Señala que los hechos acontecen como consecuencia de que en la División Corrupción Pública de la PTJ, se tramita la etapa preparatoria investigativa a querella de Mabel Jenny Antezana Arispe apoderada de Celia Iris Vargas contra María Lourdes Vargas de Trujillo, como presunta autora principal y ampliado posteriormente contra el abogado Cesar Navarro Serrano y su persona en calidad de Notario de Fe Pública 21 de la Capital, por presunta complicidad en los delitos de falsedad material, falsedad ideológica y uso de instrumento falsificado tipificado por los arts. 198, 199, y 203 del Código penal (CP), caso signado con el No. 1792/04 que inicialmente estuvo a cargo y bajo la dirección de la fiscal de Materia Sandra Nina.
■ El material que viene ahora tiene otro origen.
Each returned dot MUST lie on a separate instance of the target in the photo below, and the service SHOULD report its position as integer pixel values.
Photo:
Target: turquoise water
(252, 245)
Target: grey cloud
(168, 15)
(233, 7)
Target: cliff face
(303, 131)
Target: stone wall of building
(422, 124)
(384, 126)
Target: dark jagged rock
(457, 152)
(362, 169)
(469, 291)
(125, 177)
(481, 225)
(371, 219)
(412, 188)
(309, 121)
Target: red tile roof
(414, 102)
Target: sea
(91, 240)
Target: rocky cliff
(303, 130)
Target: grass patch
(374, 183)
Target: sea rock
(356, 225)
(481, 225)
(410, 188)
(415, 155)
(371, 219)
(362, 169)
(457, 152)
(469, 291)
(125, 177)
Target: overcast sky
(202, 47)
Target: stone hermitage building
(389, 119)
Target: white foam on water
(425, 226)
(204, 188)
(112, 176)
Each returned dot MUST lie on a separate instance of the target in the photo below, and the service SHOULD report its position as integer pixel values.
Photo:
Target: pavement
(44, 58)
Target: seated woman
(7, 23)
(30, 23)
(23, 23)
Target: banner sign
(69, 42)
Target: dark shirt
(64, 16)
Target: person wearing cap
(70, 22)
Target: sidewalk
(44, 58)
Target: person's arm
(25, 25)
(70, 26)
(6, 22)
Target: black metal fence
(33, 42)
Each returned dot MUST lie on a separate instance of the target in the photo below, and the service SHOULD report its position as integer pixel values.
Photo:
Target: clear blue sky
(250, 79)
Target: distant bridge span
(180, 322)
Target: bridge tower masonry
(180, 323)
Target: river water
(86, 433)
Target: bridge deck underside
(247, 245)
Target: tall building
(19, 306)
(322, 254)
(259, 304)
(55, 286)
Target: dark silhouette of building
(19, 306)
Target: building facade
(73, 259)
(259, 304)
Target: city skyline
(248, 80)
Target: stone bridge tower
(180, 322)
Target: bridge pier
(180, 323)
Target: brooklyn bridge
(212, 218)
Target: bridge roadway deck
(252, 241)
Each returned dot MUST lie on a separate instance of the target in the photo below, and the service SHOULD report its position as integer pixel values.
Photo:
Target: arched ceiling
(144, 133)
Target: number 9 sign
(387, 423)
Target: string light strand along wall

Refiere que tanto la querella de 7 de junio de 2004, como su ampliación de 29 de julio del mismo año, señalan que la minuta de 15 de mayo de 2003, referida a la compra-venta de acciones y derechos del bien inmueble ubicados en la calle Aniceto Arce y Colombia Nº 248 y 256, protocolizada bajo el testimonio 378/2003, de 23 de junio de 2003, ante la Notaría a su cargo sería nula, por cuanto Ángel Fuentes Hidalgo, no podía haber comparecido y menos firmado la minuta y el protocolo notarial por haber fallecido el 6 de noviembre de 2000. El referido testimonio 378/2003 habría sido indebidamente utilizado por María Lourdes Vargas de Trujillo, primero registrándolo en Derechos Reales bajo el folio real 3011990009409, asiento A-2 de 27 de agosto de 2003 y segundo en la demanda interdicta de adquirir la posesión, que el autor principal de dicha falsedad sería Cesar Alfredo Navarro Serrano, quien habría suplantado al fallecido apoderado Ángel Fuentes Hidalgo, actos que según lo referido en la querella se habrían llevado a cabo con total acuerdo de su persona como Notario, sindicándole de una manera irresponsable y temeraria de ser autor principal de los presuntos ilícitos, acusado la falsedad del documento 378/2003 sobre la base de la minuta de 15 de mayo de 2003, y el poder 233/2000 otorgado ante el Notario Jorge Campos.
Alega que, no obstante haber demostrado que su persona como Notario dio cumplimiento a las formalidades legales en la protocolización de la minuta de 15 de mayo de 2003 y el poder 433/2000, otorgado ante el Notario Jorge Campos, que dio lugar al testimonio 378/2003, fue imputado formalmente por el Fiscal recurrido que incurrió en los siguientes actos ilegales: imputó formalmente sin concluir la investigación preliminar, sin citar a la principal involucrada, María Lourdes Vargas de Trujillo; sin que exista informe grafotécnico y huellográfico de la minuta de 23 de junio de 2003, que establezca la autenticidad de la misma; calificó como falso el instrumento 378/2003 en base a simples apreciaciones subjetivas, sin que haya sido legalmente comprobada en laboratorio criminalístico y sin haber identificado al presunto autor Ángel Fuentes Hidalgo; lo imputó formalmente por los delitos de falsedad material, ideológica, uso de instrumento falsificado e incumplimiento de deberes sin que este último se encuentre comprendido en la querella ni en su ampliación, la imputación fue emitida a los ocho meses y ocho días desde el inicio de las investigaciones que tuvo lugar el 18 de junio de 2004, es decir vencidos los seis meses, sin tomar en cuenta que no existe un solo indicio de su participación, y sin valorar la prueba aportada por su persona infringiendo lo previsto por el art. 362 del Código de procedimiento penal (CPP).